Çareyi aşağıdaki kadınların yanına inmekte buldum yine. Kadınlar bir yol daha isyan edip sonunda bana yeni bileti kestiler. Madem öyle neden başta yapmıyorsunuz ablacım? Biri taşın altına elini koysun ya! Neyse, sonunda paşa paşa 12’de önce Varşova sonra 15.30’da Krakow uçuşunun bitmeyen check in sırasına girip bir yol da kontuardaki adama anlattım derdimi. Durumu anladı, belli ki bir şehir efsanesi olmuşum kuliste, hemen tanıdı kim olduğumu. Tek sıkıntı, valizdi. Valizi bulmak için epey bekledik, sonunda valiz geldiğindeyse benim Krakow uçuşumu sistemde görüntüleyemedi bir şekilde. Benim Varşova’da valizimi alıp yalnızca 1 saat aralıkla Krakow uçuşuna manuel bağlanmam gerektiğini söyledi. “Eyvallah, öyle ölmem, böyle vur!” diyerek çekip gittim artık. Son anda yetiştiğim Varşova uçuşundan önce tart gibi bir şey aldım yoluma çıkan ilk dükkandan. Kendimi Varşova uçuşuna attığımda; bedenim çoktan geri dönüp kendimi bir hafta kaplıcaya falan kapatırsam ancak kendime geleceğimi söylüyordu.
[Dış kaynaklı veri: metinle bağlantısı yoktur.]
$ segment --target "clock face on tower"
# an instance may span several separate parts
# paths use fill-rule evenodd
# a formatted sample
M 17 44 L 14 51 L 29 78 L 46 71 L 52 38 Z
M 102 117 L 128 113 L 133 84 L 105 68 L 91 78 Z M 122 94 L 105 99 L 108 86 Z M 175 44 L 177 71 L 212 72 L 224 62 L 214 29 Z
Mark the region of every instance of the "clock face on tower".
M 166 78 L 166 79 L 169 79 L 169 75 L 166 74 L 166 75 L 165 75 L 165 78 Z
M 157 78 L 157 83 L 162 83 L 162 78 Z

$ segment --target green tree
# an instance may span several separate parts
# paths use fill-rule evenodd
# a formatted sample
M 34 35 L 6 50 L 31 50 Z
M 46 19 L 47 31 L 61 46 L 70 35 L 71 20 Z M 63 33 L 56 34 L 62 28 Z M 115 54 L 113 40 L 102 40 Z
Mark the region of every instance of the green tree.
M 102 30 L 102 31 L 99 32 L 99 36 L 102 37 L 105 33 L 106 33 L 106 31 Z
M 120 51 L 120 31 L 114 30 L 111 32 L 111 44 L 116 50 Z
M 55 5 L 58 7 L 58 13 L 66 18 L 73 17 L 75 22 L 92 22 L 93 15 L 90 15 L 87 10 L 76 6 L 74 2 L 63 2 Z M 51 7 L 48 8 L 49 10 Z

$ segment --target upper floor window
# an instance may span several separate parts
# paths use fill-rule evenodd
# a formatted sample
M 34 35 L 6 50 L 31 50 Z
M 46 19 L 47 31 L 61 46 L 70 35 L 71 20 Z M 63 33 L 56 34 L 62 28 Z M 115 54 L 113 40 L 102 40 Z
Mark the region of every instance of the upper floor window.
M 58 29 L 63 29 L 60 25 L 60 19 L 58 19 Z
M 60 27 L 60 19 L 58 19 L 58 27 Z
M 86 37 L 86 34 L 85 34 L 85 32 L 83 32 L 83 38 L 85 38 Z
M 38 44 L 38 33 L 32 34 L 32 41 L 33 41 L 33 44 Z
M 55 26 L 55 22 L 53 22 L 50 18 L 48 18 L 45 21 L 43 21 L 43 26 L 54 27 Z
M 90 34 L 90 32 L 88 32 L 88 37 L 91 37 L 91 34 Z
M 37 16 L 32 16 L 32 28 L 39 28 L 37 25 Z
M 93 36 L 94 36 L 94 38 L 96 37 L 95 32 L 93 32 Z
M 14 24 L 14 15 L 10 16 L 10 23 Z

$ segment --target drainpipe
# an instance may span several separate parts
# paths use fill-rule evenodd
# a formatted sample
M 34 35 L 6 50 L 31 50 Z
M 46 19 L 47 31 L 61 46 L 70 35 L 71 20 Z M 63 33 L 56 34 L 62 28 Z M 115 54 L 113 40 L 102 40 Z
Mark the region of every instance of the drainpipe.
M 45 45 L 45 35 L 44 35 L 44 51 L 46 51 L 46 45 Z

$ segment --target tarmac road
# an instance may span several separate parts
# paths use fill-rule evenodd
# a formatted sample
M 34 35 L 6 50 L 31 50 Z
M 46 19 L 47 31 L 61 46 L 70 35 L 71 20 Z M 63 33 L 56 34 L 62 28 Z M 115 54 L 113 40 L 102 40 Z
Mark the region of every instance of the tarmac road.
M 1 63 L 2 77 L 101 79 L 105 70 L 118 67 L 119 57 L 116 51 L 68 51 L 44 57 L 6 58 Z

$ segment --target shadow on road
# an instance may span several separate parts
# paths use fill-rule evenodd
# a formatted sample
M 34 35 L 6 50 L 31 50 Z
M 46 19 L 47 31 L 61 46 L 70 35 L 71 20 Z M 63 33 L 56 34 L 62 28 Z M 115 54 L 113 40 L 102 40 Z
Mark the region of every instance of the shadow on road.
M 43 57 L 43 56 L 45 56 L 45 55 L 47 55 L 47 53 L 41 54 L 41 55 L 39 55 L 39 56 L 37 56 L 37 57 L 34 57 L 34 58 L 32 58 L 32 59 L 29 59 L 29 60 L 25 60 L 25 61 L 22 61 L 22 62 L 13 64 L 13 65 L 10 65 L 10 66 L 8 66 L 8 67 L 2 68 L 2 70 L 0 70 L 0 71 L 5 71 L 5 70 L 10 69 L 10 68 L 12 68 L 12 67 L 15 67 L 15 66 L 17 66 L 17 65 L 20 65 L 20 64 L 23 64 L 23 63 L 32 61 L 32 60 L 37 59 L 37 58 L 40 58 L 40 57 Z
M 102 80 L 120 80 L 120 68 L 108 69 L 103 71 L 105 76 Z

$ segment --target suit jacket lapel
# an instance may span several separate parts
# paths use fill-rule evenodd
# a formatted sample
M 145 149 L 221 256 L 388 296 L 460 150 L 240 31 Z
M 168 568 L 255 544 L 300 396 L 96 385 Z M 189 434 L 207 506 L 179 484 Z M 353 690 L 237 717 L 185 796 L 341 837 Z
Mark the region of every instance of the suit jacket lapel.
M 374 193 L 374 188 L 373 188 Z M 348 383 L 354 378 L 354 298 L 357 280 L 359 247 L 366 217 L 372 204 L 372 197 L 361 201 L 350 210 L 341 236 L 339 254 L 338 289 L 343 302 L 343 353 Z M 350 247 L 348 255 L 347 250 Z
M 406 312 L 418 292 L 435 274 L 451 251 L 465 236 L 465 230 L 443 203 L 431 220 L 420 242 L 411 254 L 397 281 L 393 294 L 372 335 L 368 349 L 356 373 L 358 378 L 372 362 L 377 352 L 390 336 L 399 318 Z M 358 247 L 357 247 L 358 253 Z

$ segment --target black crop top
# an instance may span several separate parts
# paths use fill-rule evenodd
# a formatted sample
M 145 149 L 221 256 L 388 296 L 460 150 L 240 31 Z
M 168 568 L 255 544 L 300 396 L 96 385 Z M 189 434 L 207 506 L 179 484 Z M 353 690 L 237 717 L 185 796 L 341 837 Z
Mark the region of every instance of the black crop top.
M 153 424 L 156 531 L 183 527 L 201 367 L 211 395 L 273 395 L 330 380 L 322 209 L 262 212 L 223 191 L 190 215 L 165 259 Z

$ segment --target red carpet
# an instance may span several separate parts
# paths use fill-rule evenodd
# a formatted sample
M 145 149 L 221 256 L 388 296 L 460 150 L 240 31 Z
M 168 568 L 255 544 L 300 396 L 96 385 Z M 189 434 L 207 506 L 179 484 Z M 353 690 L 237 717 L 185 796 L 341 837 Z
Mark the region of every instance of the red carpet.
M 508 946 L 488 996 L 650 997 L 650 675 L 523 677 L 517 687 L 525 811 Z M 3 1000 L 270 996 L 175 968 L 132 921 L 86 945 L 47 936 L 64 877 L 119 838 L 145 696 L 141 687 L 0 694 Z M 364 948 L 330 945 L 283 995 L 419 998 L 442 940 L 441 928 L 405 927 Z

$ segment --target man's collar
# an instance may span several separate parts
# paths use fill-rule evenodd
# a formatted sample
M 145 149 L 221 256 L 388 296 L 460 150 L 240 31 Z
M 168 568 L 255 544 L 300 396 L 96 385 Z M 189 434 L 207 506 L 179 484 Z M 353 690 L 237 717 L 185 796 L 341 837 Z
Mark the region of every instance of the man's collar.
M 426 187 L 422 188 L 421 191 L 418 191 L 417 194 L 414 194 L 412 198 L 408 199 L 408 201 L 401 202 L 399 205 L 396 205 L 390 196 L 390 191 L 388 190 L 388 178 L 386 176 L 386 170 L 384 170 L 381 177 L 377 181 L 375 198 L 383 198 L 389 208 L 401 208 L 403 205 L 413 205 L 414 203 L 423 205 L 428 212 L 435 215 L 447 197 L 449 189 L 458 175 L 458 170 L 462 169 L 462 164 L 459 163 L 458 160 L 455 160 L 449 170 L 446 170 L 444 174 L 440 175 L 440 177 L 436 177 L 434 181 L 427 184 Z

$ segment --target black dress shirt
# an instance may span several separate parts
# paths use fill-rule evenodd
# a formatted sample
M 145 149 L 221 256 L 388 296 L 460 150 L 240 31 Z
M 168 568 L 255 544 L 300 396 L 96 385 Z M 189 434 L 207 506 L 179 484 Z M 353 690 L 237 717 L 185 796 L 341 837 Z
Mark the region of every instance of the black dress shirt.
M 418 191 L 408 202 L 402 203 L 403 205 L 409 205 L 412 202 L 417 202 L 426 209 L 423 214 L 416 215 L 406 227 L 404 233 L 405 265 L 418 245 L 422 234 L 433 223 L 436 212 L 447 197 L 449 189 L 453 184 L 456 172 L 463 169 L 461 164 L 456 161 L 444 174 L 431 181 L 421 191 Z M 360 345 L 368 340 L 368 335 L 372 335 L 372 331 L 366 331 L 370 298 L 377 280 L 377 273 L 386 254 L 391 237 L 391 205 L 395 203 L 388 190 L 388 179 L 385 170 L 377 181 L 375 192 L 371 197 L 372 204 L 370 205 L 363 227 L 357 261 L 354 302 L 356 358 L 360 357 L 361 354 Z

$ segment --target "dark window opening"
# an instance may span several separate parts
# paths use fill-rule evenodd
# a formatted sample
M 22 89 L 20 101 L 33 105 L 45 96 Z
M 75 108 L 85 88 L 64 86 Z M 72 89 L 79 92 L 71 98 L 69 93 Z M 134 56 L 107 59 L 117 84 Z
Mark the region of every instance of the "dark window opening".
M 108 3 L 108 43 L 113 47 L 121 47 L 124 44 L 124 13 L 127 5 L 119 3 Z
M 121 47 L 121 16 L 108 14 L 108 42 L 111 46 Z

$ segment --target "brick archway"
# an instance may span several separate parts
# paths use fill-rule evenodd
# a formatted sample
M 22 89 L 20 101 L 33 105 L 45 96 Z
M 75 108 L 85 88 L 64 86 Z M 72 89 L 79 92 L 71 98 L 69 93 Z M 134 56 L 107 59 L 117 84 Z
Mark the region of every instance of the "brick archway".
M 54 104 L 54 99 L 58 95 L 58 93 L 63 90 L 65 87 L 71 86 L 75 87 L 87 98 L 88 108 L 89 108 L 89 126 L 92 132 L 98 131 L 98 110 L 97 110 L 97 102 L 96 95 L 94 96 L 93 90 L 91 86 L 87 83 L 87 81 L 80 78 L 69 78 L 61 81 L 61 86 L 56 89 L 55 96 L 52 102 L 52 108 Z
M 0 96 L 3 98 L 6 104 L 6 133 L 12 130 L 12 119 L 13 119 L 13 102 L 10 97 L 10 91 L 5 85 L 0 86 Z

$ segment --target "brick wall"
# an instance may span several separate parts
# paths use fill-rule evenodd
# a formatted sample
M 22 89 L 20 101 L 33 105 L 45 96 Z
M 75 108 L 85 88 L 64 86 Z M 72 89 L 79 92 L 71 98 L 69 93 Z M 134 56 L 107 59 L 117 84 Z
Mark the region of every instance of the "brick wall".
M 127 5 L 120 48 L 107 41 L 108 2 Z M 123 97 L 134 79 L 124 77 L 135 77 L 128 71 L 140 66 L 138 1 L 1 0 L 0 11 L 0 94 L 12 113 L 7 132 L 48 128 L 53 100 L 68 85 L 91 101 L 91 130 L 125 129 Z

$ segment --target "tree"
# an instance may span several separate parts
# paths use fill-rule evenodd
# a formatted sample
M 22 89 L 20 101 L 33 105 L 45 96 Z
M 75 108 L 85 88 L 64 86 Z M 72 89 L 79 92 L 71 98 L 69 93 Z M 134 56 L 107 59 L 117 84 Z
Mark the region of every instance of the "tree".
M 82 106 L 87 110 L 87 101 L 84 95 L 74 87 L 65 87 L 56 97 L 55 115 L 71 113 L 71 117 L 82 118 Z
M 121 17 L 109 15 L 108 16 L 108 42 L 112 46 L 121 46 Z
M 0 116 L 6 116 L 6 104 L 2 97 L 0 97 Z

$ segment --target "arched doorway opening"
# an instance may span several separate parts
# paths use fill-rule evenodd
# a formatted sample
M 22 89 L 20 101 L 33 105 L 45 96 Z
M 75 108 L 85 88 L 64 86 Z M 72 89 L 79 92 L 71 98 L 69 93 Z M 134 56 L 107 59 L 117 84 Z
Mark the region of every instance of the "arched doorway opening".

Varşova’ya indim. Koştura koştura valiz alımına gittim. Devre arasındaki antrenör gibi valiz bekleme süresini tuvalet, geç kaldığımı belirten mesajlar ve tekrar uçuşa bağlanmak için en optimum yol stratejisini bulmak arasında bölüştürdüm. Kime sorduysam, neden valizimin doğrudan Krakow’a gönderilmediğini anlmayarak suratıma baktı. Ben de aynı suratla karşılık verince vazgeçtiler. Valize kavuştuğumda, Krakow uçuşunun kapı açılışına yalnzıca 15 dakika vardı. İnsan İstanbul’dan gelince yetişme kelimesine takacağı zaman zarfı genelde bir saat ve katları oluyor. Koştura koştura bagajımı bırakacağım noktaya yetiştiğimde Varşova’nın ismi güzel Chopin Havalimanı’nda in cin top oynuyordu. Sorunsuz bir şekilde güvenliği geçtim. Hatta banka oturup 15 dakika boyunca güya otele gidip yetiştiririm dediğim bir iki şeyi kapama zamanım oldu. O sırada sabahki 6 saat beklemeyi yapan gaziler doluştu bekleme odasına. Yani İstanbul’u terk ederken “işte, vazgeçmeden bir çözüm yolu arayanın zaferi” diye anlatacağım hikaye bana resmi olarak “sıfıra sıfıri elde var bir ton çile, adreanlin ve omuz ağırıs” olarak geri döndü. Pişman değilim, yine olsa yine yaparım. Elim kolum bağlı, şirketin sırf ben orada takımın içinde bulunup insanları tanıyayım diye her şeyini ödediği bir toplantının ilk gününü 6 saat bekleyip tamamen kaçırmaktansa bir çözüm bulmaya çalışıp şansımı denemek bence en doğru seçimdi. Dahası, iki tane de ders çıkardım bu yolculuktan.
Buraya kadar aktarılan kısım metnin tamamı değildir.